Earl v. Tulsa County District Court

606 P.2d 545
CourtSupreme Court of Oklahoma
DecidedJanuary 28, 1980
Docket53952
StatusPublished
Cited by39 cases

This text of 606 P.2d 545 (Earl v. Tulsa County District Court) is published on Counsel Stack Legal Research, covering Supreme Court of Oklahoma primary law. Counsel Stack provides free access to over 12 million legal documents including statutes, case law, regulations, and constitutions.

Bluebook
Earl v. Tulsa County District Court, 606 P.2d 545 (Okla. 1980).

Opinion

*546 OPALA, Justice.

The question sought to be presented is whether by the terms of 19 O.S.Supp.1974 § 138.4(a) 1 discretion is reposed in the district judges in each of the two affected counties 2 to establish the public defender’s salary and that of each of his/her bugetarily authorized assistants at some level “commensurate with” that provided for the counterpart positions in the local prosecutor’s office. Petitioners urge upon us a construction mandating absolute and undeviating equality of compensation rates for comparable functionaries in the two services.
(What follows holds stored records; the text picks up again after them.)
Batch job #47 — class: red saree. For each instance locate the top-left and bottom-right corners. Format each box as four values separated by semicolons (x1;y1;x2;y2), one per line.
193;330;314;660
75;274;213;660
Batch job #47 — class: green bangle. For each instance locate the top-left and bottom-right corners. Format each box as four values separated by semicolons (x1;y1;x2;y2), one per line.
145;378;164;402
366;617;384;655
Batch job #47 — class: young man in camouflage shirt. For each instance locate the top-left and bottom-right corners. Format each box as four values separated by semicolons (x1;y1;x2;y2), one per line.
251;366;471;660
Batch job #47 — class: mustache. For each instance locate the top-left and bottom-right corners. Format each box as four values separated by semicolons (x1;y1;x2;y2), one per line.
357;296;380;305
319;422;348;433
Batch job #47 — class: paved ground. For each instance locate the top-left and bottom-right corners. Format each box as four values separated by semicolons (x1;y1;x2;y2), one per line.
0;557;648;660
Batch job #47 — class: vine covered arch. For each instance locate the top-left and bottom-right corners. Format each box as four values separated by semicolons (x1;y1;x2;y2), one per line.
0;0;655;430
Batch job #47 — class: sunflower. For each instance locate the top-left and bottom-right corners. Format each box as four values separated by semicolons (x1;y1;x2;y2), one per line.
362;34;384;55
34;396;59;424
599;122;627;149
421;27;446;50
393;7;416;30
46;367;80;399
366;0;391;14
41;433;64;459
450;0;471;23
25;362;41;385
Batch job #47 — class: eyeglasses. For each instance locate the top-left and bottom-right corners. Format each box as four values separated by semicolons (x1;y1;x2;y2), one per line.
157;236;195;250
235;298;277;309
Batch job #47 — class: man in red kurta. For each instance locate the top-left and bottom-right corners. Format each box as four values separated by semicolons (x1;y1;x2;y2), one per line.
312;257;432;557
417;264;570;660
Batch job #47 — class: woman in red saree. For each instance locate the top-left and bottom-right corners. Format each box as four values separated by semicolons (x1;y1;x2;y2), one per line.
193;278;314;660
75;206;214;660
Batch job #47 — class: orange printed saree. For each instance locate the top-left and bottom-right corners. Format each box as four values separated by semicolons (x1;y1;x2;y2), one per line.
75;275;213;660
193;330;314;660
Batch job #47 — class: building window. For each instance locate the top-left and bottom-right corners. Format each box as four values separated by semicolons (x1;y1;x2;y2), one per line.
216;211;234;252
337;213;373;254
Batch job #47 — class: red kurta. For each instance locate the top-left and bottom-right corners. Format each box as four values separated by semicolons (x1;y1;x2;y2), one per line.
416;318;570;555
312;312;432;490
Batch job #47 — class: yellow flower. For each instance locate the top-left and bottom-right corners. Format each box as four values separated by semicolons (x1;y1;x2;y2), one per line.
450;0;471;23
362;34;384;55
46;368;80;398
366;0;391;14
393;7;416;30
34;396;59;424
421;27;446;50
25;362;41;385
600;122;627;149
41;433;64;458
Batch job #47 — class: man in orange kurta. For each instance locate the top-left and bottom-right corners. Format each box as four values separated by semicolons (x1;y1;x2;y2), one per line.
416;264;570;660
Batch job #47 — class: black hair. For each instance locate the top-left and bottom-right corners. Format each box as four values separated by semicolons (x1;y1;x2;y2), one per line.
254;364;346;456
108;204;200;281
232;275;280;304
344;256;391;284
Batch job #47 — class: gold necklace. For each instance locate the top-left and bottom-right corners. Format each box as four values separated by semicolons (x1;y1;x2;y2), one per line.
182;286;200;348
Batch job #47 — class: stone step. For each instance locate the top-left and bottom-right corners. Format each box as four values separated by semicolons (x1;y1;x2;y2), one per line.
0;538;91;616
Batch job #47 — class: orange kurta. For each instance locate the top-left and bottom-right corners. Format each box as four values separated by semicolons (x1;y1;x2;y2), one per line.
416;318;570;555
We assume jurisdiction under Art. 7 § 4, Okl.Con. and, additionally, invoke our powers of administrative control under Art. 7 § 6, Okl.Con., to settle this first-impression issue and resolve what appears to be an intra-service conflict in managerial approach. 3 Our answer is that the statute under construction is self-executing and hence permits no exercise of managerial discretion.

The controversy arose when in January 1979 the public defender in Tulsa County sought for himself and for six (6) of his assistants a salary structure based on the increased rate of pay authorized, effective January 1, 1979, by the terms of 19 O.S. Supp.1977 §§ 215.14 and 215.15, for the state prosecutorial service. 4

The request came to be renewed in May 1979 shortly after the Legislature passed Senate Concurrent Resolution # 30. That document declares that the words “commensurate with”, used in § 138.4(a), were intended to have a meaning synonymous with “equal to”. The instant proceeding followed the district judges’ 5 rejection, on June 29, 1979, of the public defender’s plea to have his increased-pay request reconsidered.

The adjective “commensurate”, when used with the preposition “with”, may have two different meanings. These will, of course, vary with the context in which the words are used. When the referent is specific in size, extent, measure, or amount, “commensurate” denotes “equal”. This is the word’s first and primary meaning commonly ascribed to it by the lexicon. It is only when a nonspecific referent is used that “commensurate” means “corresponding in size” or “proportionate to”. “An income commensurate with his needs” is a frequently employed phrase that serves as an example of the adjective’s secondary meaning. This English usage is clearly compatible with the word’s etymology. In Latin “commensurate” means literally “equal in measure”. 6

The object of comparison provided in § 138.4(a) for ascertainment of defense *547 functionaries’ compensation level is the statutorily fixed salary structure for the prosecutorial service. That referent, we find, is sufficiently certain to warrant attributing to the words “commensurate with” a meaning synonymous with “equal to”. We so hold. 7

There exists another, even more potent reason, for preferring this construction. Attribution of the more “flexible” meaning urged upon us by the respondents, which would require no more than a “rough approximation” of the defender’s pay level to that of the prosecution, would make the exact amount of compensation subject to the district judges’ exercise of discretion. That construction would likely render the statútory system vulnerable to an attack, on constitutional grounds, for offending the doctrine of separation of powers expressed in Art. 4 § 1, Okl.Con. 8 The cited provision of our fundamental law has been viewed as prohibiting legislative imposition upon the judiciary of duties or functions incompatible with or not germane to its constitutionally-mandated mission and the posture of detachment and neutrality. 9 The Supreme Court of Arkansas recently held that judges may not establish a public defender’s salary without violating the separation of powers’ proscription of the state’s fundamental law. 10

At their early appearance on the governmental scene, public defender personnel were deemed to be in the same category as private counsel acting by the court’s appointment. This view placed them in the class of “auxiliary court personnel” over whom the judiciary traditionally claimed to have the power to appoint or remove and to allow their compensation from authorized sources, public or private. 11 More recently both textual authority and case law appear to channel a departure from the early view. They place defender personnel in the class of an independent service in the executive branch of our government. 12 Under the modern view judicial exercise of fiscal powers over the defender service may no longer be a matter of intra-service management but rather is considered an unauthorized invasion by the judiciary into the affairs of a coordinate branch. In short, the judiciary cannot permit itself to have any greater managerial involvement with public defender services than that it may be constitutionally allowed vis-a-vis the prosecution.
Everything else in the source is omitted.